El llamamiento del ex-presidente derechista Nicolas Sarkozy y del ex-primer ministro socialista Lionel Jospin a votar por el actual inquilino de El Elíseo se inscribe en el mismo plano elitista.

La sangría de Les Républicains ya se ha vertido en el voto al liberal Macron (4 puntos más que en 2017), a Zemmour (7% del total de votos) y a la propia Le Pen (2 puntos más).

El voto codiciado ahora mismo es el de los insumisos de Mélenchon, que ha recibido el impulso del voto útil de izquierda (tres puntos más que en 2017) –aunque ha vuelto a mostrar su techo electoral– y, en menor medida, el de los Verdes (menos del 5% de votos), que han vuelto a mostrar las limitaciones del voto ecologista en el Estado francés.

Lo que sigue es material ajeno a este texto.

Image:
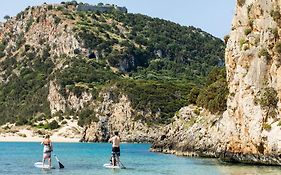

El problema para Macron es que ya ha sumado, a derecha y a centro-izquierda, y el riesgo para Le Pen es que no le baste el apoyo de los votantes de Zemmour y otras candidaturas residuales ultras.

De ahí que ambos estén multiplicando los guiños a la izquierda. El presidente se muestra dispuesto a revisar sus recortes sociales más draconianos –alargamiento de la edad de jubilación y recorte en las prestaciones sociales–. La hija de Jean-Marie Le Pen se presenta como defensora de los oprimidos y le acusa de mentir, mientras prosigue con su plan de ocultar las aristas más ultras de su discurso y propone referendos plebiscitarios, incluso para modular la inserción del Estado francés en la denostada UE.

El segundo problema para el inquilino de El Elíseo es su desgaste, evidenciado en que tanto Mélenchon como Le Pen le han aventajado en el voto de los sectores electorales más jóvenes.

Ante el hartazgo ante un Macron al que se identifica como «el presidente de los ricos» y criticado por su soberbia y su actitud desafiante (como cuando aseguró que quería «joder» a los antivacunas), Le Pen puede tener su oportunidad y atraer parte del voto de izquierda.

Y es que la transversalidad, de la izquierda radical a la extrema derecha, y viceversa, es un fenómeno que ha tenido multitud de ejemplos en la historia –poco analizados por corrección política–, y que ha vuelto a asomar recientemente en protestas negacionistas y antivacunas en plena pandemia en el mundo, donde se ha visto a ultras y a «¿izquierdistas?» de la mano en manifestaciones.

Los expertos electorales auguran que el 34% de los que votaron a Mélenchon lo harán con la nariz tapada por Macron. Que el 30% desoirá a su candidato y votará por Le Pen y que el 36% se quedará en casa.

Lo que le faltaba a la izquierda. Ser responsable de que gane Macron o Le Pen. O uno u otro por su abstención.